Monday 29 July 2013

Finance experts say Central Bank’s CRR hike negative for banks Oluwaseyi Bangudu - 2 days ago


The Central Bank has increased the CRR to 50 per cent.
The 50 per cent cash reserve requirement (CRR) on public sector deposits, which was announced by the Central Bank this week, has continued to cause ripples in the banking sector and has been described by some analysts as a guideline which would impact negatively on the banks.
Cash Reserve Requirement is the portion, expressed as a percentage of bank’s deposit balances, which banks must have as reserve, in cash, with the Central Bank. The percentage is usually determined by the country’s Central Bank. The reserve ratio is one of the instruments used to influence the money supply in a country and drain out or add up excessive money from the system.
If the Central Bank increases the percentage, the available money for the banks to lend and make other transactions will reduce and vice versa.
The Monetary Policy Committee (MPC) stunned the market with a public sector deposit reserve requirement. While the status quo on the key monetary policy instruments was maintained at 12 per cent, the MPC introduced a 50 per cent cash reserve requirement on all public sector deposits.
An analyst with Renaissance Capital, an investment bank, Adesoji Solanke, said though it signals the desire to tighten monetary policy, the policy measure adds to the headwinds affecting the Nigerian banking sector this year and is on balance, negative for the sector.
“We view the impact of this as Negative for the banks. This is a new measure in addition to the 12 per cent CRR on all deposits, which we believe signals tightening of monetary policy, most likely to protect the naira,” he said.
“This could be quite a headache, as in our view, this policy will put upward pressure on their funding costs as they borrow to improve liquidity” he said, especially for smaller banks particularly Skye, Fidelity and FCMB (and to some extent, Diamond).
“We won’t rule out the possibility of seeing headlines on a liquidity crunch on the back of this, which the Central Bank governor subtly hinted at” he said.

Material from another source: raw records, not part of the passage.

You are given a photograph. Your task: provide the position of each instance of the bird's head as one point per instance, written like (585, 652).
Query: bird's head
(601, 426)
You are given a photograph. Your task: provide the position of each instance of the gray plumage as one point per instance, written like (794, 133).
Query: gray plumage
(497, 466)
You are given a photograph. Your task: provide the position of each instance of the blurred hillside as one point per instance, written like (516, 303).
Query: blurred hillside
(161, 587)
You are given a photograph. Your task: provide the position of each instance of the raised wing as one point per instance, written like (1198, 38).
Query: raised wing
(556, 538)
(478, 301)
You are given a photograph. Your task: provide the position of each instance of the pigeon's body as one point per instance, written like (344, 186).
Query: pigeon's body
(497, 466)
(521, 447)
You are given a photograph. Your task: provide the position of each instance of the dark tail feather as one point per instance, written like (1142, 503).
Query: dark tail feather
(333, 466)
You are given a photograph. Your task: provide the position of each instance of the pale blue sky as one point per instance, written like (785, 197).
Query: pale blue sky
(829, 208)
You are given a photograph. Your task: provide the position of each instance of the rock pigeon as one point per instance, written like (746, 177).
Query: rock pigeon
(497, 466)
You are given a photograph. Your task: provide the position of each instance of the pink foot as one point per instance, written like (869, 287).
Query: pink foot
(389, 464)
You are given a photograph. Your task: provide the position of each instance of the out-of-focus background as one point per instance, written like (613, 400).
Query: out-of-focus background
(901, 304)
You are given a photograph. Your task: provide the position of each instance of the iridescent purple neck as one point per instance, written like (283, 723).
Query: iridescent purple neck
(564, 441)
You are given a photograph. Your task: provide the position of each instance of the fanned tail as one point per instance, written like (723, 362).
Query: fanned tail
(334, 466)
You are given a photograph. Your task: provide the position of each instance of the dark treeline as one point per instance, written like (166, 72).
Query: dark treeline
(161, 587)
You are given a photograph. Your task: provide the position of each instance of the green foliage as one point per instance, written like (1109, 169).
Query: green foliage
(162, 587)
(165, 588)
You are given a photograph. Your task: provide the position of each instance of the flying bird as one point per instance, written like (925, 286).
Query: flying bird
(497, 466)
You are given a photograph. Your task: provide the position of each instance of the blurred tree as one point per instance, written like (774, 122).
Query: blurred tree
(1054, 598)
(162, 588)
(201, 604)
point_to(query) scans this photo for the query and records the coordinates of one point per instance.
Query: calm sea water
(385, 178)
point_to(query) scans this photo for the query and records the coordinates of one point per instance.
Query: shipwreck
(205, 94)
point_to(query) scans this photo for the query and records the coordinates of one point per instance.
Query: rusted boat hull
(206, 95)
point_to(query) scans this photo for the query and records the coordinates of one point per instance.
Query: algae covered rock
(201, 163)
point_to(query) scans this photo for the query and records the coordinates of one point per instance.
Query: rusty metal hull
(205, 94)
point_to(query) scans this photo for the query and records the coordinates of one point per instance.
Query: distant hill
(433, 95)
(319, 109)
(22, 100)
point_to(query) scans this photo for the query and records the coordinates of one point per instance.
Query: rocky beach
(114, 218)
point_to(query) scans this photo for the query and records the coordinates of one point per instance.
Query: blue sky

According to him, from an interview of the Central Bank governor post the meeting, the governor implied that for the 6 or 7 banks that account for the bulk of these deposits, the Central Bank will be monitoring their liquidity positions to avoid a distress scenario,” he added.
Mr. Solanke said the overbearing impact for the banks is that their Net Interest Margin (NIM), which is calculated as a percentage of interest bearing assets, will come under pressure as 50 per cent of all public sector deposits on which the banks pay some interest will now not earn any interest on the asset side.
“When you consider that the banks already set aside 12 per cent of total deposits in the CRR account at the Central Bank, this measure is additionally punitive. We expect it to lead to a rise in banks’ funding costs and put some downward pressure on NIMs as the Central Bank does not pay interest on CRR balances”.
“This is a risk for all the banks and while the tier 1 banks (bigger banks) will benefit from the rise in liquid asset yields, the question is to what degree will rates have to rise to sufficiently offset the revenue losses on the increased cash balances that will now have to sit at Central Bank earning zero interest?” he said.
He added that while most of the other banks have higher levels of exposure to public sector deposits, “we expect the tier 2 banks (Skye, FCMB, Fidelity etc.) to face more funding cost pressures than the tier 1 banks, given that public sector deposits form a larger proportion of their deposit base. This essentially implies that the NIM gains we were looking for in 2013 for these banks which were to be driven by funding cost improvements, now looks challenging”.
Exposure of the banks to public funds
According to Mr. Solanke, Nigerian banks don’t typically publish the proportion of their deposits that is public sector nor have it readily available when asked. He, however, said First Bank Nigeria reported 27 per cent of first quarter 2013 deposits as public sector.